Architecture

From your home to Mars: Venice conspires to save the planet

The 19th Architecture Biennial kicks off with the aim of rethinking the discipline and combating climate change.

The central exhibition of the 19th Venice Architecture Biennale kicks off with an installation filled with air conditioners evocative of climate change.
07/05/2025
3 min

Special Envoy to VeniceWith the industrialization of the 19th century, the world's population began a process of super-exponential growth that continues to this day. According to the UN, the global population will reach 8 billion people in 2022, but growth is now slowing. More pessimistic predictions are beginning to emerge about radical population declines in the 2060s or 2080s. What will happen if the population begins to decline as rapidly as it has grown so far? How will we survive the catastrophe? Architects Beatriz Colomina and Mark Wigley, along with designer Patricia Urquiola, propose a solution for a possible future with one of the first large installations on display at the 19th Venice Architecture Biennale, which opened its doors to journalists and professionals this Wednesday. For Colomina, Wigley, and Urquiola, who have collaborated with several scientists, the solution lies in acting like bacteria, due to their ability to spread rapidly and, at the same time, self-control. "It's a way for us to collaborate with each other and create a different future," says Colomina. "When bacteria group together into beautiful shapes, they do so because they don't have many resources, and perhaps humans, when we don't have many resources, can create something beautiful," says Wigley.

Beatriz Colomina, Mark Wigley and Patricia Urquiola's installation 'The Other Side of the Mountain'.

The curator of this edition of the biennial is the Italian architect and engineer Carlo RattiHe is the first Italian commissioner in twenty-five years, and his project is entitled Intelligents.
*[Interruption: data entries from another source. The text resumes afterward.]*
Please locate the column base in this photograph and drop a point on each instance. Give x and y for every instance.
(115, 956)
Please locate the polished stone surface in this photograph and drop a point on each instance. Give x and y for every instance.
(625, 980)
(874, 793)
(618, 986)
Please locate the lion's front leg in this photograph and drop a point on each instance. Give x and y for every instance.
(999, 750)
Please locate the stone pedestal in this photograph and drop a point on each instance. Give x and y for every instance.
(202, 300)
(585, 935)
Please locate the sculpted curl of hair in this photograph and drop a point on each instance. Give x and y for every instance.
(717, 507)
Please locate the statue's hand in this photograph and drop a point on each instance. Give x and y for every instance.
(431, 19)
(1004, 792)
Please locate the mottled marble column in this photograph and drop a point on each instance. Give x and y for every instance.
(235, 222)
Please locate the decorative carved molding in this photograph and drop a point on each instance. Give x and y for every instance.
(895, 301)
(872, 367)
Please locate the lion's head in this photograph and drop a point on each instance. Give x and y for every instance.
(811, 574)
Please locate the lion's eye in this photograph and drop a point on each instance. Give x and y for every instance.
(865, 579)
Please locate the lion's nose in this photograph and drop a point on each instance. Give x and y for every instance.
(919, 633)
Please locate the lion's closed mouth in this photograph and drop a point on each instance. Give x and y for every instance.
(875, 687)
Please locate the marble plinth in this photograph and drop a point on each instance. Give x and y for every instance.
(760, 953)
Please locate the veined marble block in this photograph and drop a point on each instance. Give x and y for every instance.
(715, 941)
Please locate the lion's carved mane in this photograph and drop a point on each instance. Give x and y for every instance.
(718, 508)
Ratti has organized the first open call for projects. The result is an exhibition with a vast amount of information, featuring some 250 projects from approximately 750 participants. One of the pillars of the thesis is that it is no longer enough to mitigate the effects of climate change; rather, the situation demands an architecture of "adaptation," which he proposes as the fruit of a dialogue between different minds, generations of architects, and professionals from different disciplines beyond architecture. For Ratti, this attitude means "a radical change in our practice" to rethink "the built environment." The situation is very serious: the first installation on display consists of a room full of air conditioning units, dark and very hot, reminding us that cooling an interior contributes to increasing the temperature outside.

After the installation by Colomina, Wigley, and Urquiola, the tour continues with proposals related to nature, including Baubotanik, a German university project that transforms living trees into structural elements. Another of the projects on display is a call for optimism: "We're screwed! You can change it," reads the call to participate in House Europe!, the European citizens' initiative to make the renovation and transformation of buildings easier, more affordable, and more social. The forecast is that by 2050, 2 billion square meters of existing space will have been demolished in Europe, the equivalent of "half of Germany's housing stock and more than Paris or Berlin combined." For proponents of renovation, the rubble entails "social, economic, environmental, and cultural problems, as demolition entails the loss of homes, jobs, energy, and history."

The prototype of a greenhouse for agriculture in microgravity conditions.

A portable nuclear reactor

The energy sources considered in the biennial's exhibition are not only renewable. Pininfarina, newcleo, and Fincantieri present a project for a compact and portable nuclear reactor that, according to the promoters, "recycles nuclear waste and produces clean energy." Furthermore, Ratti does not rule out the possibility of solutions beyond planet Earth. IVAAIU City, for example, proposes the creation of a robotic data center on the Moon. Clouds Architecture Office, meanwhile, proposes an underwater city on Mars with capacity for around 10,000 people. And the Amelia Institute exhibits a prototype of an orbiting greenhouse for growing vegetables in microgravity.

Outside the Arsenale, architect Enric Ruiz-Geli, as curator, presented a garden created by a dozen students from Virginia Tech's Honors College, an initiative included in the biennial's side events inspired by how Venetian authorities carried bees a century ago to pollinate them. Inside the main pavilion, made of wood and recycled plastic, various projects from his studio, Cloud 9, are on display, including the future headquarters of the Me We Foundation in Figueres. This Friday, the mayor of Figueres, Jordi Masquef, will be in Venice to sign the foundation's creation in that same garden. The building is planned to house Ruiz-Geli's archive, which will be open to researchers, an architecture laboratory, and a vocational training center. "In Catalonia, the problem isn't innovation or creativity, but vocational training," warns Enric Ruiz-Geli.